Dear Tracy, I’ve been married for four years now and lately my husband and I have been having problems. We seem to fight all of the time. It’s not over anything big. Mostly about money or over little things that are just flat out trivial. I don’t know what to do and I want to find a way to bring back the closeness we once had. I had read somewhere that there is a stone you can wear that helps encourage love and compassion. Is there any truth to this? Or am I just holding on to false hope? I just don’t know what to do anymore.
Love is never an easy thing and any good relationship takes a lot of effort on both of your parts. You have made the first step in mending your relationship by admitting you have a problem and actively pursuing a fix for your problems. However, I want you to know there is no magical fix for marital problems. These things take time and a lot of good old fashion talking.
When either of you have a problem, how well do either of you actually LISTEN to the other? Do you actually hear what the other says? Do you know the point they are trying to get across? I have found that when two people are fighting, they hear only what they want to hear. They reflect what THEY think the other is saying and that only makes the fight get worse. For example …. I was recently sick and on my way to see the doctor. On the way there my fiance was driving in a way that would cause the car to be bumpy and it would hurt my stomach even more. I asked him why he was driving so fast and he flipped out, telling me not to tell him how to drive.
In reality what I was trying to say is that his driving was hurting me, not trying to say I thought he was a bad driver. But he was upset and not hearing what I was actually saying. He was only hearing what he THOUGHT I was saying.
This whole fight could have been avoided if I would have expressed myself better and he would have been listening better. Neither of us was in the wrong. We were both wrong. Again excuse me for not expressing myself better and he for not making an effort to truly hear what I was saying. He does that a lot and to be honest, so do I.
Now as for your question about gems and their magical powers. There is actually some truth to this. Gems are a part of the earth and exude a natural energy from them. Over the last few thousand years, people have figured out which type of energy and what each stone is best suited for.
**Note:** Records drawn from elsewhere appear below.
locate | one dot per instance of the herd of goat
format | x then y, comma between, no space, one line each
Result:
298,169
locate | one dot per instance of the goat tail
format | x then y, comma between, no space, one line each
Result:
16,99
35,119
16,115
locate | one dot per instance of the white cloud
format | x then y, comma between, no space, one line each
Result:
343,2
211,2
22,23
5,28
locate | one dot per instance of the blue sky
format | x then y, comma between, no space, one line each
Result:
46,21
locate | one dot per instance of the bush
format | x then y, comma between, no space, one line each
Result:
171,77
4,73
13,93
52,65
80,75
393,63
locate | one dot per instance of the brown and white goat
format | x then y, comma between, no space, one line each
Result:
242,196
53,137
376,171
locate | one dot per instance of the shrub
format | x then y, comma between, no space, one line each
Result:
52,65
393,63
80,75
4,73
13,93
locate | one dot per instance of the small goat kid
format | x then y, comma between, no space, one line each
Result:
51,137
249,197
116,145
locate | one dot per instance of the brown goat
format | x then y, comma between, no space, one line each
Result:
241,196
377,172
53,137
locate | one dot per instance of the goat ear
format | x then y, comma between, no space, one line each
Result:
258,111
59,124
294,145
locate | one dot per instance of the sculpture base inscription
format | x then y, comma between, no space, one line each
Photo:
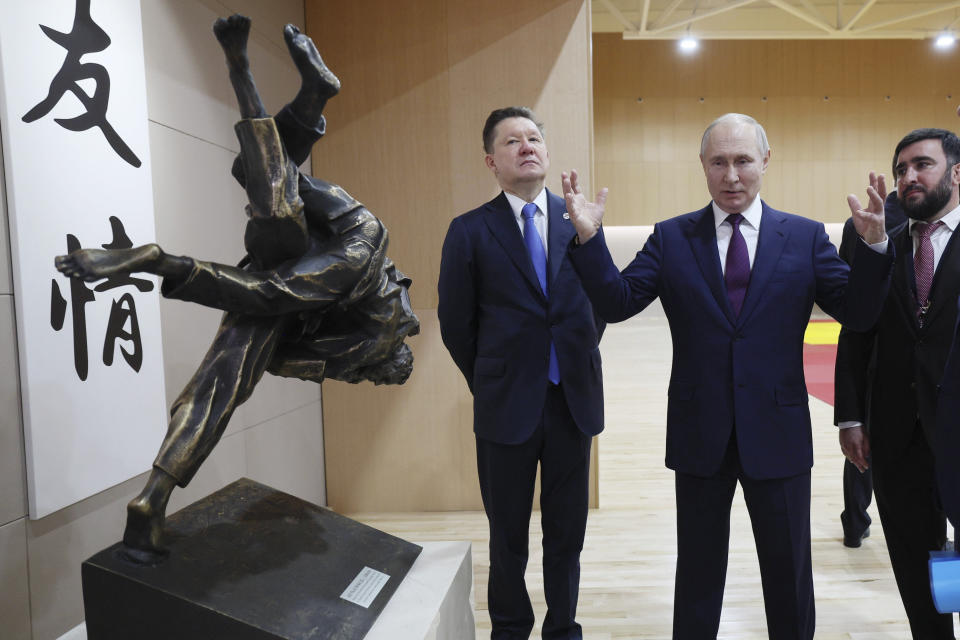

In your particular case, I think you are looking for a garnet stone. The garnet stone is associated with purification, regeneration, and warmth. It promotes new beginnings, sexuality, prosperity, and can even help you cope with daily problems. It gives feminine strength, compassion, courage and some say even attraction. It helps to eliminate energy blocks. It can also encourage self-confidence and creativity. Garnet is a stone of romantic love and passion. It is used in metaphysics to enhance sensuality, sexuality, and intimacy. It is said to bring positive thoughts and boost energy.
It is suggested you should place this stone throughout your home, including on the headboard of your bed, and worn on your body as either a necklace or a ring. For matters close to the heart, it is suggested you wear this stone around your heart.
You don’t have to spend a lot of money on these stones for them to be effective. I’ve heard some people spending hundreds and hundreds of dollars on them and that’s just crazy. I found one on Amazon for under $25!! CLICK HERE to see the garnet stone necklace at Amazon.
One last note on this subject, some say before putting on the stone you should purify it by putting it under running water for at least 60 seconds. I don’t know if there is any truth to this but it was worth mentioning.
2 Responses
i hear you its the every day stuff and nothing new that makes it boring you forget why you fell in love try and talk more dont nag tell him how much you love him and miss all the fun and try to do new things together go fishing to a play try new things in the bedroom brake the cycle of bills and house and kids make it about you and him
im having the same issues… and have had the you’re listening but not hearing me converstion as well… he always tells me im crazy and im “trippin” and i really dont know how else to get through to him.. i feel pushed aside alot of the times when he chooses his friends and family (dad and sister) over me.. we have a family together and that should come first.. am i wrong for thinking that?